I have an unbalanced design with nested factors. In particular, the nested factor is obesity, with levels: of obese and nonobese. The other factor is group: women with syndrome, control women, and control men. The response let's say is a metabolite.
What I have done, is to set a linear model, with the following contrasts, due to the nature of the problem: the coefficients of the variates sum up to zero.

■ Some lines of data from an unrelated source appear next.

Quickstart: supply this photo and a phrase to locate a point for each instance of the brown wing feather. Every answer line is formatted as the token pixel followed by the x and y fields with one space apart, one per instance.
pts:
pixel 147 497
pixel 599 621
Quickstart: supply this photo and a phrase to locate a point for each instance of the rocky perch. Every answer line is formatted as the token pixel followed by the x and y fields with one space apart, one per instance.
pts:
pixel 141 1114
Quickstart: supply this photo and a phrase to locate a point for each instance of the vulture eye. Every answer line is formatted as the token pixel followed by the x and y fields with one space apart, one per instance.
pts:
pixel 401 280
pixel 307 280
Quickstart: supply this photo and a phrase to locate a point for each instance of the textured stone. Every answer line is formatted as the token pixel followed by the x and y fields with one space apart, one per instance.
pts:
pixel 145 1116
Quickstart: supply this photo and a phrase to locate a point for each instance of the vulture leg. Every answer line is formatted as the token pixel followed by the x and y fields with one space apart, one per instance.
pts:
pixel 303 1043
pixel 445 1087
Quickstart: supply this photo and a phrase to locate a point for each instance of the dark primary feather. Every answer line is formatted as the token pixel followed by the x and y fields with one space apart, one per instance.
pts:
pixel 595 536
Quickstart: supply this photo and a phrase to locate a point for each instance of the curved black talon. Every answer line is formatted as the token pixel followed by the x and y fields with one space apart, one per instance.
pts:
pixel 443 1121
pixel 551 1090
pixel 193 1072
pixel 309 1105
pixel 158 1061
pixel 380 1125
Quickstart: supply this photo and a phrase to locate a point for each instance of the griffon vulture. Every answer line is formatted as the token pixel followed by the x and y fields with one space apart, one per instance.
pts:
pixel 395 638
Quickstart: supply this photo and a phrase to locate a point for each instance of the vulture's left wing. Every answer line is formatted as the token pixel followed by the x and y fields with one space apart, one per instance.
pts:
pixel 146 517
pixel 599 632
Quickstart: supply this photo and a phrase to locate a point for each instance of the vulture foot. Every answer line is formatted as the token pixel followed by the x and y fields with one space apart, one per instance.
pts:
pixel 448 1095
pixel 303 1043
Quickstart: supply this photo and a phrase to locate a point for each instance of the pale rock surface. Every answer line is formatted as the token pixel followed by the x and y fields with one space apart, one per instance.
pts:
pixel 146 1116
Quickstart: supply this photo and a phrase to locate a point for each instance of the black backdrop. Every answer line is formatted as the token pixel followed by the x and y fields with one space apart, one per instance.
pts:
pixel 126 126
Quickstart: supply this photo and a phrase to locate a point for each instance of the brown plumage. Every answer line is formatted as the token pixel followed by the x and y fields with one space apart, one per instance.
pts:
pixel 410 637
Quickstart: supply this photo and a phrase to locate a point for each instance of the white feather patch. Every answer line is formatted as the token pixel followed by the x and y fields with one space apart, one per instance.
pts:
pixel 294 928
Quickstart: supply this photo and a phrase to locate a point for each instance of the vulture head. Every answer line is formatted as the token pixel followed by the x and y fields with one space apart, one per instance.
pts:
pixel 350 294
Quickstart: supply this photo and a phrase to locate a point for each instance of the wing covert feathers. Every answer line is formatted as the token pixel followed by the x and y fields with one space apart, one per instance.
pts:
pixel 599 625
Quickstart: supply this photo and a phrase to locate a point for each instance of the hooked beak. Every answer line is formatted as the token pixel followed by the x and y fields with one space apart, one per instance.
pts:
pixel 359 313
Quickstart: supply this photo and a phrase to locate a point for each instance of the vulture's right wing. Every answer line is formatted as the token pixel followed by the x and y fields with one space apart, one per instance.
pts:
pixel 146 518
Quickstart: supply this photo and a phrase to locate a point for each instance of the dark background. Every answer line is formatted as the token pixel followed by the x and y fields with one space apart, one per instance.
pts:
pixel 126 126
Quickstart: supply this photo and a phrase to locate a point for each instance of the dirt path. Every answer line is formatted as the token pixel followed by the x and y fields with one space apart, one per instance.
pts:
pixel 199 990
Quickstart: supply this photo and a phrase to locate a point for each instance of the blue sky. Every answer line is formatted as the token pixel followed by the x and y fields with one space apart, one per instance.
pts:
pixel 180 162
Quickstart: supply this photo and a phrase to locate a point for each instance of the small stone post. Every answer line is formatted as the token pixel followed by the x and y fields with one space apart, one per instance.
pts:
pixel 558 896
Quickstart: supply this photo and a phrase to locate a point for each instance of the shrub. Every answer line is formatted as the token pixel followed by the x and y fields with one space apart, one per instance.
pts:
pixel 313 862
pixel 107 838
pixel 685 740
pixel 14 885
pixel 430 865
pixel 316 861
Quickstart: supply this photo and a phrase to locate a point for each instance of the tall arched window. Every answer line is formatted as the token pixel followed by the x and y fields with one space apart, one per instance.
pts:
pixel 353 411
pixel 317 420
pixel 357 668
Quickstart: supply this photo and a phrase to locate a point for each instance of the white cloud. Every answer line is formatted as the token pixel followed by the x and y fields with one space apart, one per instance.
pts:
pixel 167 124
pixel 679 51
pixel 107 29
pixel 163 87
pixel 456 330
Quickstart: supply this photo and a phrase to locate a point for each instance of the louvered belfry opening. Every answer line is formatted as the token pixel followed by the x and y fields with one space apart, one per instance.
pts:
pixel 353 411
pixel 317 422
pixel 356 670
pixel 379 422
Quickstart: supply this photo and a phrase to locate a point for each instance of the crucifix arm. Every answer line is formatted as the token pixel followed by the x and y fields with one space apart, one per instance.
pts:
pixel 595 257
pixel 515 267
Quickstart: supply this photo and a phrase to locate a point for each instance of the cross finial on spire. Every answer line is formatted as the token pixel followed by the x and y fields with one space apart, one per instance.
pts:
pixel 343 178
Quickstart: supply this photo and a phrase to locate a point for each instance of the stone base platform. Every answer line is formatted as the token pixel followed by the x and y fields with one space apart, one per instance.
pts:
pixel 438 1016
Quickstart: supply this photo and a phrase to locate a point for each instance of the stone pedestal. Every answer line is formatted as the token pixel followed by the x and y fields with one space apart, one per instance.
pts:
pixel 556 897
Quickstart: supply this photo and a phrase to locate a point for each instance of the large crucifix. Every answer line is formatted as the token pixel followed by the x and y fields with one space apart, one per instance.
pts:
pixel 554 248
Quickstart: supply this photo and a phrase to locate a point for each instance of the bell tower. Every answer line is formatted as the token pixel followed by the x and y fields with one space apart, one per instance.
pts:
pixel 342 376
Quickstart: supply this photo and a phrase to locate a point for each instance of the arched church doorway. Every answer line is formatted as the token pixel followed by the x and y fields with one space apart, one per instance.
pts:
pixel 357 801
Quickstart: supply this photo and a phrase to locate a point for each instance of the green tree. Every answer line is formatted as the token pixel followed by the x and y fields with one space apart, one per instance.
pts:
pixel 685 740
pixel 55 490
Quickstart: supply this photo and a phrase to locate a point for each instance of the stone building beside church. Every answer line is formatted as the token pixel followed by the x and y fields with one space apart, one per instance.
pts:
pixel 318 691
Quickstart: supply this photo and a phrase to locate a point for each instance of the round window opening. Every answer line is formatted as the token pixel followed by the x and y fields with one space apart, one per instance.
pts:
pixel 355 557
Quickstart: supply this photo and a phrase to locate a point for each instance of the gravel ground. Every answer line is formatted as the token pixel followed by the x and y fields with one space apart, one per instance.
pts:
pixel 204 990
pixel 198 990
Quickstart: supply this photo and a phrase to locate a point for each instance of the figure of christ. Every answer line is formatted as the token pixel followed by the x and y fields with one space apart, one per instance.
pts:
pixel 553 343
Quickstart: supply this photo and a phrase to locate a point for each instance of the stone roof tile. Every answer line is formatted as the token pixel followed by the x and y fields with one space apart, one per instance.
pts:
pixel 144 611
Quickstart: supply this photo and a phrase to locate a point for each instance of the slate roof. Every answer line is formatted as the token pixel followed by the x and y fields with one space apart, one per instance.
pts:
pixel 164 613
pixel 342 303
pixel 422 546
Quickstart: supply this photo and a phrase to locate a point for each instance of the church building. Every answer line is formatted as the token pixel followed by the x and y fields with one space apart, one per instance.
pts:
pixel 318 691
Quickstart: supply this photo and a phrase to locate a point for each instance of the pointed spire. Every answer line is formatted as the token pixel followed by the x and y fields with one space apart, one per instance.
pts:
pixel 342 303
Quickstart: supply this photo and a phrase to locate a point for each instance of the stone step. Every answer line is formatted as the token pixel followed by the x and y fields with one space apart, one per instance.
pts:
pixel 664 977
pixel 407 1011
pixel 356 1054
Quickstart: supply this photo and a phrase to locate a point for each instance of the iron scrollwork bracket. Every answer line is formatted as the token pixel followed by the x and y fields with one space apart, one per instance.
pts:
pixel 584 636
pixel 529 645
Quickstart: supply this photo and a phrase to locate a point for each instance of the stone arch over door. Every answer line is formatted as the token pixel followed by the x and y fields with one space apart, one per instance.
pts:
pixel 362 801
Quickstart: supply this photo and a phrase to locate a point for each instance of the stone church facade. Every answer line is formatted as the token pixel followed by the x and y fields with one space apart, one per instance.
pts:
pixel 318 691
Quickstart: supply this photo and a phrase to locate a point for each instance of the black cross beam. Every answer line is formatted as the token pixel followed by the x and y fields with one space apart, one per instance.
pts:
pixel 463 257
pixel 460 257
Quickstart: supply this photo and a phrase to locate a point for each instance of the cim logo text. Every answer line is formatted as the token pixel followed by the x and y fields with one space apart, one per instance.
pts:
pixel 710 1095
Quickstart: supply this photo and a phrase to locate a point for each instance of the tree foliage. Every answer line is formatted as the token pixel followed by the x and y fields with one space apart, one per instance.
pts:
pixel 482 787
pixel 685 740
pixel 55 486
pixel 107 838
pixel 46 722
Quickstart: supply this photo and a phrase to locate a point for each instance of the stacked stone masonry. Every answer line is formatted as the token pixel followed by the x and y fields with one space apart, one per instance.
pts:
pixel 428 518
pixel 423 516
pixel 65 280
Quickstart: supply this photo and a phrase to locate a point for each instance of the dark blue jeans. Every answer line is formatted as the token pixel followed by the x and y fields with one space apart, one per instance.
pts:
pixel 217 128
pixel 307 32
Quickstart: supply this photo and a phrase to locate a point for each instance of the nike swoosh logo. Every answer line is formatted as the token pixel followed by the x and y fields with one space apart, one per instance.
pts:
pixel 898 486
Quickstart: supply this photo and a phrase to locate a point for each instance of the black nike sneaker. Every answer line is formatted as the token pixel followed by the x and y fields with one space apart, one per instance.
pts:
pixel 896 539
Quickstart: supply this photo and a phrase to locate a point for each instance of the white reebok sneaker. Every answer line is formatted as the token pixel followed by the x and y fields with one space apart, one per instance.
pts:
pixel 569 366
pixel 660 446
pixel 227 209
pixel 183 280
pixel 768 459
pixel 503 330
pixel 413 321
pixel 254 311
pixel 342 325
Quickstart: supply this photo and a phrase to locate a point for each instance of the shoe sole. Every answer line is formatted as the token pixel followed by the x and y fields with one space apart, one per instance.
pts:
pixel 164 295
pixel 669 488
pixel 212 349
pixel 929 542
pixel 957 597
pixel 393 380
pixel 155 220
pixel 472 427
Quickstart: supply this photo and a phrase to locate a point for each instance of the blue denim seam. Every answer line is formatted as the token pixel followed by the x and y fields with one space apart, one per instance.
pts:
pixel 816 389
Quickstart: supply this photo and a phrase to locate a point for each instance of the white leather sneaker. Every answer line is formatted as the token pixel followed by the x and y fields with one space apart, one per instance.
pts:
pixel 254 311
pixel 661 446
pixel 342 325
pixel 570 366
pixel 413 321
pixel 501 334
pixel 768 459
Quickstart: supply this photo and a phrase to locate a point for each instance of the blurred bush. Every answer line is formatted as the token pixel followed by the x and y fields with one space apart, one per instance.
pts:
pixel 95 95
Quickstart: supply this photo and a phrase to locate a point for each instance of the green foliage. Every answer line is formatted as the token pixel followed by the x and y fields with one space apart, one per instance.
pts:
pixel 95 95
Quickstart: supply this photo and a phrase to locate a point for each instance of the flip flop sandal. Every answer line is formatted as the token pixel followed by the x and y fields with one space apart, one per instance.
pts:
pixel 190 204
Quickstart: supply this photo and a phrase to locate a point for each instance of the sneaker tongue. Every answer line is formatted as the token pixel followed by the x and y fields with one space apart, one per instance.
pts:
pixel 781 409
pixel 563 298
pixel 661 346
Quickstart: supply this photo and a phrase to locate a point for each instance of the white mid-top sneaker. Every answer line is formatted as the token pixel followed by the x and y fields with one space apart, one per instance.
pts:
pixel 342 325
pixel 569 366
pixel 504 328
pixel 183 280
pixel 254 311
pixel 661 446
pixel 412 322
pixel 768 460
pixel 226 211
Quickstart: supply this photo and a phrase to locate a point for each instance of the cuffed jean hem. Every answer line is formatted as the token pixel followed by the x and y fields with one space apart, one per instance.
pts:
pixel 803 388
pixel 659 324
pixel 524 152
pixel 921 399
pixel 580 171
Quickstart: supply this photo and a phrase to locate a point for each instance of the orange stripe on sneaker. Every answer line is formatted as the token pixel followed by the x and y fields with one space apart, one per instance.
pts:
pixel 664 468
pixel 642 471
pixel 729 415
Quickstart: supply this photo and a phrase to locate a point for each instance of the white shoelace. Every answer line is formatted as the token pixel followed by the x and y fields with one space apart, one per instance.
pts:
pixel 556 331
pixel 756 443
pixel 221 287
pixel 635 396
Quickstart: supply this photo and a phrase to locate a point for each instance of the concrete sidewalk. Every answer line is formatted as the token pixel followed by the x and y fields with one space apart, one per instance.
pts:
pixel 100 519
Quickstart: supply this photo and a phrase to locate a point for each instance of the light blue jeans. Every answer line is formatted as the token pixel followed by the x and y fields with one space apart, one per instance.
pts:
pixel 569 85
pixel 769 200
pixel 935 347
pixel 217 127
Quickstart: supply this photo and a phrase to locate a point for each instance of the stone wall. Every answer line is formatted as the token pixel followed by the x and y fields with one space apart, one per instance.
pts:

Then, in R one can achieve this with:
mdl <- lm(Y ~ obesity*group,
contrasts=list(obesity=contr. sum,
group=contr.sum)
car::Anova(mdl, type=3)
Then the output is
Anova Table (Type III tests)
Response: Y
Sum Sq Df F value Pr(>F)
(Intercept) 549.02 1 1117.2302 < 2e-16 ***
obesity 0.19 1 0.3927 0.53446
group 2.09 2 2.1311 0.13199
obesity:group 3.21 2 3.2632 0.04866 *
Residuals 19.66 40
---
Signif. codes: 0 ‘***’ 0.001 ‘**’ 0.01 ‘*’ 0.05 ‘.’ 0.1 ‘ ’ 1
I tested for the assumptions of normality of the residuals and homogeneity, the model accomplishes this.
Now, as you can see, the interaction is significant, however, running TukeyHSD test, is not well suited because, from the help in R, it says:
" This is a generic function: the description here applies to the method for fits of class "aov" "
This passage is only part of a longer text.